Use 50 per cent of provincial resource revenues in the formula to determine each province's real fiscal capacity; this would include non-renewable resource revenue.
Amend the national standard to include all ten provinces.
Nullify the side deals with Nova Scotia, Newfoundland & Labrador
A cap should be implemented to ensure that no province ends up with fiscal capacity higher than that of the lowest non-receiving province.
The system requires greater transparency and simplicity.
A similar report was dedicated to funding the Territories:

“Improving Territorial Formula Financing and Strengthening Canada’s Territories.”
http://www.aucc.ca/_pdf/english/programs/cepra/hobson_paper-1.pdf

Pg 29-30
REGIONAL DISPARITY AND THE CONSTITUTION ACT, 1982
Section 36 of the Constitution Act, 1982, entitled “Equalization and Regional
Disparities”, is of particular relevance here. It contains two parts, which read as follows:
(1) Without altering the legislative authority of Parliament or of the provincial
legislatures, or the rights of any of them with respect to the exercise of their
legislative authority, Parliament and the legislatures, together with the
government of Canada and the provincial governments, are committed to

(a) promoting equal opportunities for the well-being of Canadians;
(b) furthering economic development to reduce disparity in opportunities; and
(c) providing essential public services of reasonable quality to all Canadians.
(2) Parliament and the government of Canada are committed to the principle of
making equalization payments to ensure that provincial governments have
sufficient revenues to provide reasonably comparable levels of public services
at reasonably comparable levels of taxation.
These provisions seem to have two sorts of effects on federal responsibilities and
obligations. First, section 36(1) explicitly recognizes the pursuit of equity as a national
objective that is the joint responsibility of the federal government and the provinces.
This is important since much of what both the federal and provincial levels of governments do has a significant equity dimension. Thus, to the extent that the federal government has an
interest in the equitable delivery of provincial programs, section 36(1) could be used to
justify federal involvement in provincial programs through the spending power.
Section

36(1) also enshrines equality of opportunity as an added dimension of equity. That is, it
goes beyond a commitment to the provision of reasonably comparable public services at
reasonably comparable levels of taxation; it commits also to equality of economic
opportunity through regional development policy.

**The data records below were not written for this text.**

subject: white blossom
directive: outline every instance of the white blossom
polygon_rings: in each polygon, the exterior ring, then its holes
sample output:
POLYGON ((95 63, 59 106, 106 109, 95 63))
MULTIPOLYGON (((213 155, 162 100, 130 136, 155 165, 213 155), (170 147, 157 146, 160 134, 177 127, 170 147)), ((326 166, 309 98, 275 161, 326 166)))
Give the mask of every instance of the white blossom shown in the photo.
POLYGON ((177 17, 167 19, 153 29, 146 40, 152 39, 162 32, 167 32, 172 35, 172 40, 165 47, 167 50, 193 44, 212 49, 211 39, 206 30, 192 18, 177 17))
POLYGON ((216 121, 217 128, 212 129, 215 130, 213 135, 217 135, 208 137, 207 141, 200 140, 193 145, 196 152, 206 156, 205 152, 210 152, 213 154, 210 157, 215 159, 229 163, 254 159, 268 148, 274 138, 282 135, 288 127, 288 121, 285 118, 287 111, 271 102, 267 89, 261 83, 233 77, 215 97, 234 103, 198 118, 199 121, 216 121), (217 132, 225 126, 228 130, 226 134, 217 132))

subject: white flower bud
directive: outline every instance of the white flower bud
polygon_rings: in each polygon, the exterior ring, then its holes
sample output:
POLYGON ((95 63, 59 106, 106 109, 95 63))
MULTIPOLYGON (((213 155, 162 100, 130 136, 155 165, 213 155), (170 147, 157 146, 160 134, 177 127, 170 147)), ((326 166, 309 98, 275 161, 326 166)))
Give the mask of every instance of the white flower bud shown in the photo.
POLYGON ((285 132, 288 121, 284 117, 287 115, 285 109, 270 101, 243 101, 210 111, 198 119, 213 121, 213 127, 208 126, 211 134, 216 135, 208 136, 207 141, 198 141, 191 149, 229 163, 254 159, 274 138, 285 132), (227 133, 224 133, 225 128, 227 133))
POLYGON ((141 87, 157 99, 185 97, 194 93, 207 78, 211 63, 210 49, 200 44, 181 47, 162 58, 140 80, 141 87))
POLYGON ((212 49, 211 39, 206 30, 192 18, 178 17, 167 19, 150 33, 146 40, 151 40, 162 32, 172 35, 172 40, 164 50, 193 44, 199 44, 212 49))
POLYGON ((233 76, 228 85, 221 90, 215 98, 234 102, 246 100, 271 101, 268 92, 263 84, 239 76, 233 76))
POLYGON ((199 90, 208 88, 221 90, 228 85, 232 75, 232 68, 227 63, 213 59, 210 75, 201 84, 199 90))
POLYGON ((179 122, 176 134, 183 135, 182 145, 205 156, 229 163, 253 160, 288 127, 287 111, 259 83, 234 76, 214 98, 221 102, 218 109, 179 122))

Second, section 36(2) imposes an obligation on the federal government to pursue
equalization objectives, or at least commits it to the principle of making equalization
payments.
The section does not restrict what is meant by an equalization payment; it
could include any sort of federal-provincial transfer that has equalizing consequences. As
discussed later, Canada’s Equalization system, that provides for payments from the
federal government to the poorer provinces, contributes explicitly to this objective. Other
transfer schemes, however, do so implicitly. If taken literally, section 36(2) could have
serious implications not only for the structure of the formal Equalization scheme itself,
but for other major federal-provincial transfers as well. It should be noted that is not clear
to what extent section 36(2) is legally binding, or justifiable, on the federal
government—it is stated as a general principle rather than as a specific obligation.